Я взглянул на двор сквозь церковное окошко. Откуда-то медленно, с горизонта до половины свода, нарастала странная туча гармоничного цвета. Меня заливали наплывы какого-то ранее неизведанного счастья и всеблаженской любви. Хотелось целовать руки этим изношенным бабушкам. Обнимать дедушек на костылях и в их неумело заштопанных пиджаках. Хотелось носить на руках малышей, которые тоже были здесь со мной. Я чувствовал себя с ними и ими.
Мое «Я», с его кондовым индивидуализмом, растворялось в церковном своде. Я больше не чувствовал ига желаний и страха. Перестала болеть голова. Казалось, я родился заново. Безграничное счастье причастности к универсуму, не знающему ни альфы, ни омеги, хлынуло на меня, как вулкан любви, не тонкими струйками, а живой кровью катарсиса.

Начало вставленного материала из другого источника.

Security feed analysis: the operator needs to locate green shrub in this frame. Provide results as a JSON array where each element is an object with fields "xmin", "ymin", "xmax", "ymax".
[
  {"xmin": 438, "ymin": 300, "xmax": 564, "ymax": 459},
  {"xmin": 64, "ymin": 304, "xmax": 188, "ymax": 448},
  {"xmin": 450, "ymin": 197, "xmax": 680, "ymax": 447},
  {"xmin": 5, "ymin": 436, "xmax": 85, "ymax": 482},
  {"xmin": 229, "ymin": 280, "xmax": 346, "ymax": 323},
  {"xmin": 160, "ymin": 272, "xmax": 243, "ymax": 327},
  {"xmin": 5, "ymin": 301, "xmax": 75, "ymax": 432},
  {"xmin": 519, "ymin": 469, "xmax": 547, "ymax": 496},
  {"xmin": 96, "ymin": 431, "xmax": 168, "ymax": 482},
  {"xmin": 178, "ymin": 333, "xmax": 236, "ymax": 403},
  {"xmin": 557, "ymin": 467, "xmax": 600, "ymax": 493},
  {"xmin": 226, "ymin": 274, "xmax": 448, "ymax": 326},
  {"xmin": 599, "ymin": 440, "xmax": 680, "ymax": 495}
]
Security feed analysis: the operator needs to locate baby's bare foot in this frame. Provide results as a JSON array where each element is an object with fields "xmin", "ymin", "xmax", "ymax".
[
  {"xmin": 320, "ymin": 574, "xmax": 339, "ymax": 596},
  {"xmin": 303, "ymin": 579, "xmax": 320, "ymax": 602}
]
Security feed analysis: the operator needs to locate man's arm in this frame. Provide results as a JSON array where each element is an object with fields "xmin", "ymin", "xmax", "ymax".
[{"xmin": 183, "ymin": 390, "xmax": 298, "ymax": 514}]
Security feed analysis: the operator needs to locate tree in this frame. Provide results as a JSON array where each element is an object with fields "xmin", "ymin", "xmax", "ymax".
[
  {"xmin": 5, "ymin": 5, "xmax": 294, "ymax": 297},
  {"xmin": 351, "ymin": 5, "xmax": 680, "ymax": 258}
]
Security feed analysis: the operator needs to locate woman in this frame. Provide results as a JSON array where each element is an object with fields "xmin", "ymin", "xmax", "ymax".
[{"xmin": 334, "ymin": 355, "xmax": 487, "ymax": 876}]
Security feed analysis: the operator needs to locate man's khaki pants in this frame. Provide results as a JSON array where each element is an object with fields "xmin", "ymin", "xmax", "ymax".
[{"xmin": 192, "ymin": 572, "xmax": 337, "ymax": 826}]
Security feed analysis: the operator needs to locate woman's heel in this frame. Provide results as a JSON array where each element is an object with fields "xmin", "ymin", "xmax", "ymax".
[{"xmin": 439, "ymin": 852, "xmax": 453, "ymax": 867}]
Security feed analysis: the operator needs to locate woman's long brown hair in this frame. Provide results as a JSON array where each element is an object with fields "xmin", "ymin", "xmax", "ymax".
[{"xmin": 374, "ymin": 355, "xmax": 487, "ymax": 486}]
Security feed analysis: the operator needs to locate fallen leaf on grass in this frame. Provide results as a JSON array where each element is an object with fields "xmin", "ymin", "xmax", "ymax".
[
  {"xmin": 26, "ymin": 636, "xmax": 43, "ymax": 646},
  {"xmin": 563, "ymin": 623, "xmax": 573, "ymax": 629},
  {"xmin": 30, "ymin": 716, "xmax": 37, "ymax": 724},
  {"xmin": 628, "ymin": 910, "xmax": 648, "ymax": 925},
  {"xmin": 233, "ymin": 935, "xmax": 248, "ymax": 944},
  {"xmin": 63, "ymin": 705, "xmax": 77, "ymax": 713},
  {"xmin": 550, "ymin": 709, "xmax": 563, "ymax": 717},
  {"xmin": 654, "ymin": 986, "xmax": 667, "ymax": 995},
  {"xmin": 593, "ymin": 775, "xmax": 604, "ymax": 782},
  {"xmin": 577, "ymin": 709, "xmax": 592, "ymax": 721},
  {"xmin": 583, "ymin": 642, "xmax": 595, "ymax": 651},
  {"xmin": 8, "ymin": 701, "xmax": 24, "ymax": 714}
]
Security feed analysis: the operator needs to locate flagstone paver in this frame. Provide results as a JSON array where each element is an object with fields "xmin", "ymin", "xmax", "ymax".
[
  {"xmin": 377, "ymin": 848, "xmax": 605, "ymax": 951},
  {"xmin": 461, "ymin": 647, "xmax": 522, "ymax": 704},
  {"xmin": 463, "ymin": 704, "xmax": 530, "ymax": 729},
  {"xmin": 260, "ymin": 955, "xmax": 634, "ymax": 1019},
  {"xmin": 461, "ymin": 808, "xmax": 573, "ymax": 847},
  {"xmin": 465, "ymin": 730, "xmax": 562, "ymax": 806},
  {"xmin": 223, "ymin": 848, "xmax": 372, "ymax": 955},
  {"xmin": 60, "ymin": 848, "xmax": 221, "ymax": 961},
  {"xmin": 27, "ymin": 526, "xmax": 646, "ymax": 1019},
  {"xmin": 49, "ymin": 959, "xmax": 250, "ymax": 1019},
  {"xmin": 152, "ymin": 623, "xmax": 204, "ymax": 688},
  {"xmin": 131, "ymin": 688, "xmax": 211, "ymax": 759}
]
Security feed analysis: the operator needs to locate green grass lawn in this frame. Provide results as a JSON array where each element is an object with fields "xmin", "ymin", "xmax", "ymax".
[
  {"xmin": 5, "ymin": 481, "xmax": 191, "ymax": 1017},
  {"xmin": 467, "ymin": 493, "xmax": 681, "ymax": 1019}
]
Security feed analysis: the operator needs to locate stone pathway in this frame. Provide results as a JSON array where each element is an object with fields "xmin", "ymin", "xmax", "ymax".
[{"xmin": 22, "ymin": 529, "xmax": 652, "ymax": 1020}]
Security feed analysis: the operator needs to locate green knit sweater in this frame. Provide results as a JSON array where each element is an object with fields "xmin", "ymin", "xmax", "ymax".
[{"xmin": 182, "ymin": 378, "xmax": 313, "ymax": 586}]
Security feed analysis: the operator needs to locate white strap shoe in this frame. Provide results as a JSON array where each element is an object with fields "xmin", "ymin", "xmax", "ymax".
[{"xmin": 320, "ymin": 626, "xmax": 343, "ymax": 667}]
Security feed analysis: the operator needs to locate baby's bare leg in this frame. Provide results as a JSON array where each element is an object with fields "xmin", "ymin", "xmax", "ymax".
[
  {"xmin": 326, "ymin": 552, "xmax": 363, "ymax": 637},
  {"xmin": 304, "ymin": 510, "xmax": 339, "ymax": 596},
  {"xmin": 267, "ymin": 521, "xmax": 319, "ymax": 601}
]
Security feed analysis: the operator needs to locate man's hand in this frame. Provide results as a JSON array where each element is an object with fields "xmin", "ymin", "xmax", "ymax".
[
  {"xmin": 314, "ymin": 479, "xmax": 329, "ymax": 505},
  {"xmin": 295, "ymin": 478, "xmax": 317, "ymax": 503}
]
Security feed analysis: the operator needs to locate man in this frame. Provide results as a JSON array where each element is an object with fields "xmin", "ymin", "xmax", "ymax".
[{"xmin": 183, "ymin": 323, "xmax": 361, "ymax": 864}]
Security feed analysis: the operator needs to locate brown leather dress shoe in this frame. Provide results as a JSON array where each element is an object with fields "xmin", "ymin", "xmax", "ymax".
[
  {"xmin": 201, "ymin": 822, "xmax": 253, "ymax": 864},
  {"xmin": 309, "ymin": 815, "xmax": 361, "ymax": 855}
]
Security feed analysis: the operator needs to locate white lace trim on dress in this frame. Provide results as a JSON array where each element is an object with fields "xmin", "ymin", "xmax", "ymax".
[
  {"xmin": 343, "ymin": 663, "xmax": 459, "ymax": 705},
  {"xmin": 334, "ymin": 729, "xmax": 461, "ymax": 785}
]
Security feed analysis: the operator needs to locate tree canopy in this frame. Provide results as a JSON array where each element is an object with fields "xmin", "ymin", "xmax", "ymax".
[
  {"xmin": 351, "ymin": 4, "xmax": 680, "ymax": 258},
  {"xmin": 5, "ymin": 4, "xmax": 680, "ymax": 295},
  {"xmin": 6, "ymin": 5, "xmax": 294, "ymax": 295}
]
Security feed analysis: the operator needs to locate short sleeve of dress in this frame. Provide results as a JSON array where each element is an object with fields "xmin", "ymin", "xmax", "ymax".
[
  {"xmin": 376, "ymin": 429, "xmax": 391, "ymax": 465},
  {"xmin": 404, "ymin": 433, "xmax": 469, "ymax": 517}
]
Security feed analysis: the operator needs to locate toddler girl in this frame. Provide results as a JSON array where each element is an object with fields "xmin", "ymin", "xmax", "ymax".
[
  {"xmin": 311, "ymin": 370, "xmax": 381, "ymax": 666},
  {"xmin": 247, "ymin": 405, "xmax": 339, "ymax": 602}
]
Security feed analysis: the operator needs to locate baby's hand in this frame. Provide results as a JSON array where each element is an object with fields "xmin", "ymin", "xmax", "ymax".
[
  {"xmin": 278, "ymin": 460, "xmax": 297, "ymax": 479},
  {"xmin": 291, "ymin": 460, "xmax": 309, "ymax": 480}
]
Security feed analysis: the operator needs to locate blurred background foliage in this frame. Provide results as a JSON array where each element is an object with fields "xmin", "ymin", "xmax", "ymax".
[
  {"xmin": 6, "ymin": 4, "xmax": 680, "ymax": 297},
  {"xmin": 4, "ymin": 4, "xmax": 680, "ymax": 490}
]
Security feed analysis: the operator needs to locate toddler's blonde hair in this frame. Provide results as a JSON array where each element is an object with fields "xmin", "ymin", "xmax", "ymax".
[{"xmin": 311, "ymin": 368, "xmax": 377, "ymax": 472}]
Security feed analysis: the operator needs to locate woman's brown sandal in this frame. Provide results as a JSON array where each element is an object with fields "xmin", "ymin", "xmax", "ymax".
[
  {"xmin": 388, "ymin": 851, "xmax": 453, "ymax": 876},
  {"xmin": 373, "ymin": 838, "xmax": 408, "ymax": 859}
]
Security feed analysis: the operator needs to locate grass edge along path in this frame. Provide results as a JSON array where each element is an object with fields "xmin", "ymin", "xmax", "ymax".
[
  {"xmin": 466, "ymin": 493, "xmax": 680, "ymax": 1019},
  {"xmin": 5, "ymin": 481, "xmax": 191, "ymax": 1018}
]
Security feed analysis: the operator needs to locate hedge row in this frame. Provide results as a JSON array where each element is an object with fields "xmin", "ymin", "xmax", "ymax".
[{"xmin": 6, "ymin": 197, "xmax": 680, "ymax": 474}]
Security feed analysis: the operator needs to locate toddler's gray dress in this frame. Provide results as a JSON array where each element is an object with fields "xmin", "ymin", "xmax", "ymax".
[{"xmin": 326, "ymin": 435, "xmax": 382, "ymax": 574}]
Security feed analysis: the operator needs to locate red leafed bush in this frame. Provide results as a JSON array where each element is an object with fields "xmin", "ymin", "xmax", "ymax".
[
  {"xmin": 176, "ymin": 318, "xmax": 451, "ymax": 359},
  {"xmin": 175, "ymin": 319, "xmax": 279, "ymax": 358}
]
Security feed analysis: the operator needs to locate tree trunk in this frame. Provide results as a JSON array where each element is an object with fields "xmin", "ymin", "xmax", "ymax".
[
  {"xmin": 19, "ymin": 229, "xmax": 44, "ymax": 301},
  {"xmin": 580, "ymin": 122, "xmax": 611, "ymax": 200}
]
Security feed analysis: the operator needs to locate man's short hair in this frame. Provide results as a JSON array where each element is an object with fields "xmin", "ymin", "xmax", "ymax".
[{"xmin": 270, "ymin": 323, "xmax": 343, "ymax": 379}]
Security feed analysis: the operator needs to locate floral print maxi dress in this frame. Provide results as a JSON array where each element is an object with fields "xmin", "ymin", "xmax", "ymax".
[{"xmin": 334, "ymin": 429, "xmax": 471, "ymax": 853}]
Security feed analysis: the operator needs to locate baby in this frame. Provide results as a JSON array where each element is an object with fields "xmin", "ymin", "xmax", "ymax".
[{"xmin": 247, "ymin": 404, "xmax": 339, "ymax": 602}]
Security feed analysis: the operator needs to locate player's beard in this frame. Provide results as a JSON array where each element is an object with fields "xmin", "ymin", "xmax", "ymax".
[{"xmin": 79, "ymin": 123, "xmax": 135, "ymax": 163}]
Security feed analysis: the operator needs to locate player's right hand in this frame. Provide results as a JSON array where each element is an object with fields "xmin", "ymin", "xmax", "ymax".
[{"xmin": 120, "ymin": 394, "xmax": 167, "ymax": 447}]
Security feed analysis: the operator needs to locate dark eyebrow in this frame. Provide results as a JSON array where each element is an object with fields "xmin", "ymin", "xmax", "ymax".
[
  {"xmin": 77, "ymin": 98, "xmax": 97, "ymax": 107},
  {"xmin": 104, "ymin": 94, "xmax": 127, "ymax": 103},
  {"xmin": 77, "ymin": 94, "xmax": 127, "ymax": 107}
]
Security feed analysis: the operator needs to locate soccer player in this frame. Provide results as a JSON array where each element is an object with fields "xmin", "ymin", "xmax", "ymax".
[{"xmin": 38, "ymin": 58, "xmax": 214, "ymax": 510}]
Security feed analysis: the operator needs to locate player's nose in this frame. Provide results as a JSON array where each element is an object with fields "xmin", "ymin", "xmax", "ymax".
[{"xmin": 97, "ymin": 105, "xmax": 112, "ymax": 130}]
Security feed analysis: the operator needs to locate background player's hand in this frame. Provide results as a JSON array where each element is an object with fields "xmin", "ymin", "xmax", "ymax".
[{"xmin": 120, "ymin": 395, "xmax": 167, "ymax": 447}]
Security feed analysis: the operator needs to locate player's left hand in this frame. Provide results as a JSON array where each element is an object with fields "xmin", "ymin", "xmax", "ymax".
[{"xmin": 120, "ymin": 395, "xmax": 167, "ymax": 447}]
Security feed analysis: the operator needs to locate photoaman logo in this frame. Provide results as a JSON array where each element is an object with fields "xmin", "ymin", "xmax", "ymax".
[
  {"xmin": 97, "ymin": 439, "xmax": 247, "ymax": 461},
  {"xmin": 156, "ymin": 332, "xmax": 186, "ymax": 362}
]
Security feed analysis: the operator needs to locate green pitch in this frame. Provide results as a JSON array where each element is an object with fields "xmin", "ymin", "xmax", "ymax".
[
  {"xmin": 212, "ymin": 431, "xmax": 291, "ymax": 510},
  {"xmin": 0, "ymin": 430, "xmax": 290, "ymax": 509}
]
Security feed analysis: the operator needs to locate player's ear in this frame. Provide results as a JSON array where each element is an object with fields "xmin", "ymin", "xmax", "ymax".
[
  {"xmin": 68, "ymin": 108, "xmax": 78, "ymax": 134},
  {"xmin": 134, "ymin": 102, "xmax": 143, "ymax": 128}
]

И когда я почувствовал страх - откуда, мол, и за что мне это просветление для одиночки, эта евхаристическая благостность, состояние единения начало медленно отползать в сторону. Умственный анализ, концепции и названия испугали это неожиданное ощущение всепричастности...
С той поры всегда, когда мне тоскливо и одиноко, когда не греют, а отталкивают эгоцентричные побуждения, я вспоминаю ту старенькую церковь, того формалистично строгого священника, что стал для меня аллегорией собственной совести. Вспоминаю тот нахлынувший вышний свет и всепрощение.
Это воспоминание хоть немного очищает от ила земных желаний, которые хоть и облегчают жизнь, но делают толстой и неповоротливой душу.
И верю, такой опыт живет в каждом из нас, независимо от нашего осознания или неприятие его тихого неземного света.